Recently we inquired about the role big data plays in marketing. The answers were mixed. Most everyone agrees that big data can definitely impact the customer experience and customer loyalty, but not everyone understands how to make it happen. While best practices can help, like a lot of things, successfully implementing customer analytics is a leadership issue.
Customer Analytics & the CMO
In his new book Revenue and the CMO: How Marketing Will Impact Revenue Through Big Data and Social Selling Glenn Gow says that "arm[ing] your sales force with a deep understanding of your buyers—what they know, what they care about, how they perceive your company and your products, and what they need" is the responsibility of the marketing department, specifically the Chief Marketing Officer.
The first part of Gow's book reads like a novel. He sets the scene nicely, introducing us to two key rivals within an organization — the VP of Sales and the CMO. Sound familiar? If so, you'll definitely relate to the challenges they face — specifically how they can work together. It's a chicken and egg situation, at best. What comes first — sales or marketing data? The two are mutually exclusive, because without accurate information about the buyer's journey, sales teams don't know who to target and what messages to use. But if you're waiting for your sales teams to acknowledge what they don't know — think again. Conversely, marketing teams can collect all the data they want, but if it's not getting shared with the right people, their efforts are worthless.

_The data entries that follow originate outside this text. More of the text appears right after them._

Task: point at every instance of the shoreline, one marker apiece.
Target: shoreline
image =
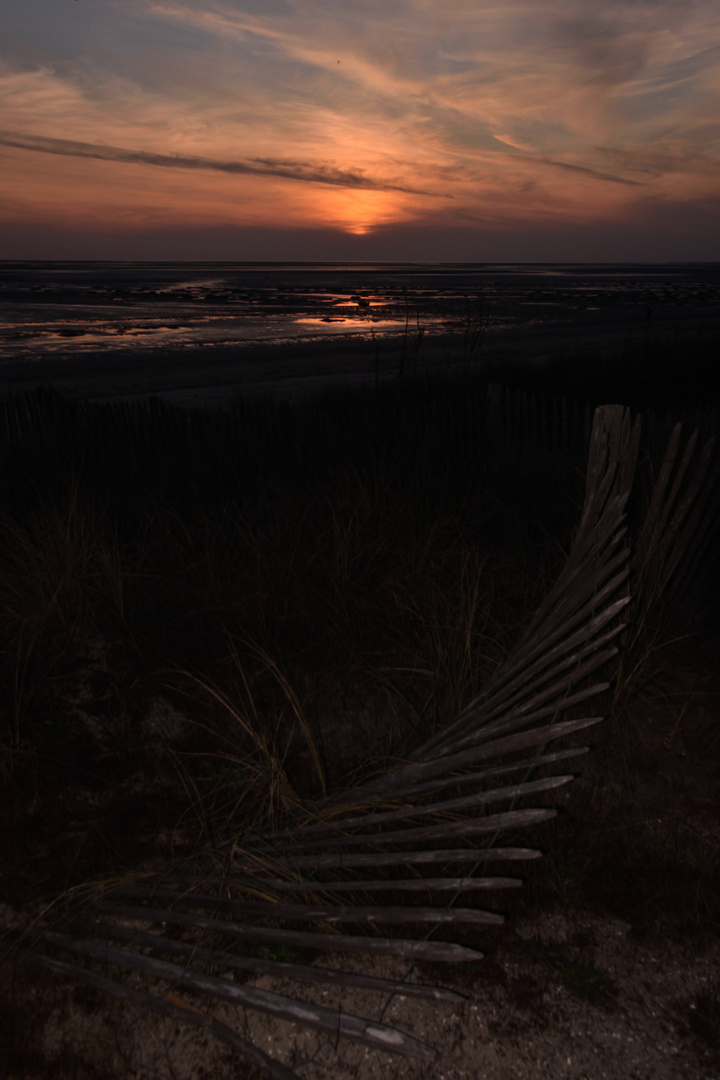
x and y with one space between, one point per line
211 375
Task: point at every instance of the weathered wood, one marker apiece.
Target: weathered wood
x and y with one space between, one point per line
165 1007
281 969
338 943
274 1004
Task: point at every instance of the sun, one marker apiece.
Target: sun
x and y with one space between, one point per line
360 212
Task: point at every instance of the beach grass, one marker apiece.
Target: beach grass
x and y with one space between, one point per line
207 617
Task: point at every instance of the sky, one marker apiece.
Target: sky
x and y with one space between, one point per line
422 130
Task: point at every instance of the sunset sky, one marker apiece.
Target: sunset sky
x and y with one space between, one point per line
464 130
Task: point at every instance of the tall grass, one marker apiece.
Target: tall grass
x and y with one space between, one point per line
316 586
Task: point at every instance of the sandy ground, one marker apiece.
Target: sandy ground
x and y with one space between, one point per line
653 1017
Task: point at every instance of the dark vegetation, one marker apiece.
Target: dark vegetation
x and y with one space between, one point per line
205 617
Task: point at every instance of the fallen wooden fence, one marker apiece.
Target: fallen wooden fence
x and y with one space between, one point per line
411 848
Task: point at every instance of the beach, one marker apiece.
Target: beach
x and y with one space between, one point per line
202 334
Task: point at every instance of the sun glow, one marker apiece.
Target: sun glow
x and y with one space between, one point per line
360 212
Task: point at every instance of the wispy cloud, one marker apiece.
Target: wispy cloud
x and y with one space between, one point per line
506 111
256 166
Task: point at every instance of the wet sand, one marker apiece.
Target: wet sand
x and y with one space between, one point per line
199 338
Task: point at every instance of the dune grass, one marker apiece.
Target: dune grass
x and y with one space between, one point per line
206 617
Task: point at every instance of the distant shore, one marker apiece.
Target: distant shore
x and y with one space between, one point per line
212 375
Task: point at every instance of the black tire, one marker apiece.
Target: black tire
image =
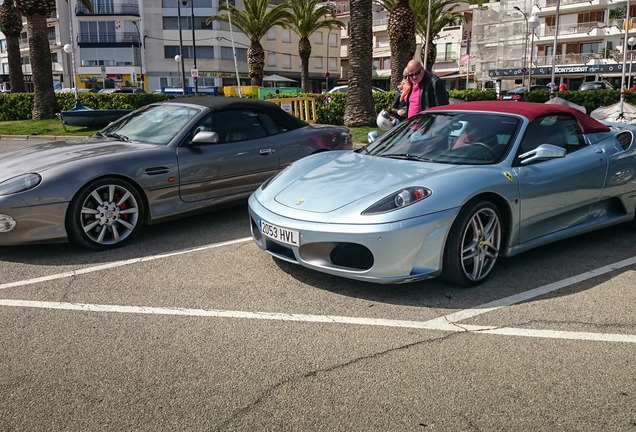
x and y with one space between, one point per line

The scenario that Gow sets up in the first part is effective in outlining the issues and the path forward, which are explained in the second part of the book.
Action Analytics Requires a Strong Partnership
Though putting analytics into action requires understanding the role of social in the buyer's journey, not to mention the types of information you'll need to collect and research, a big part is working together. Gow writes:
By joining forces, providing the data sales teams need to truly understand your buyers, and guiding them to use social selling effectively, you can make the difference that brings in more sales.
If it seems obvious, just ask yourself how well your company's sales and marketings teams share information.
What is perhaps the most effective part of the Revenue and the CMO is the six-step plan Gow outlines that shows how to pilot a social selling initiative. Everything from selecting the sales representatives who will be a part of the program to choosing the metrics are covered in a way that is straightforward and practical.
CMOs have a big responsibility. They need to know how to collect the right information as well as how to get that information to the right people within their organization. Without it, sales teams can do their best, but may wind up spinning their wheels. CMOs are like goalies — they only get the credit (or rather, the blame) when it doesn't work. When it does work, it's a team effort. But that's what big data is about.
As CMOs, it's easy to get down on yourself or blame others for not working smarter. Ultimately, however, if you're not finding ways to get people from both sales and marketing to work together better, you're part of the problem, not the solution. And that's not helping to generate revenue.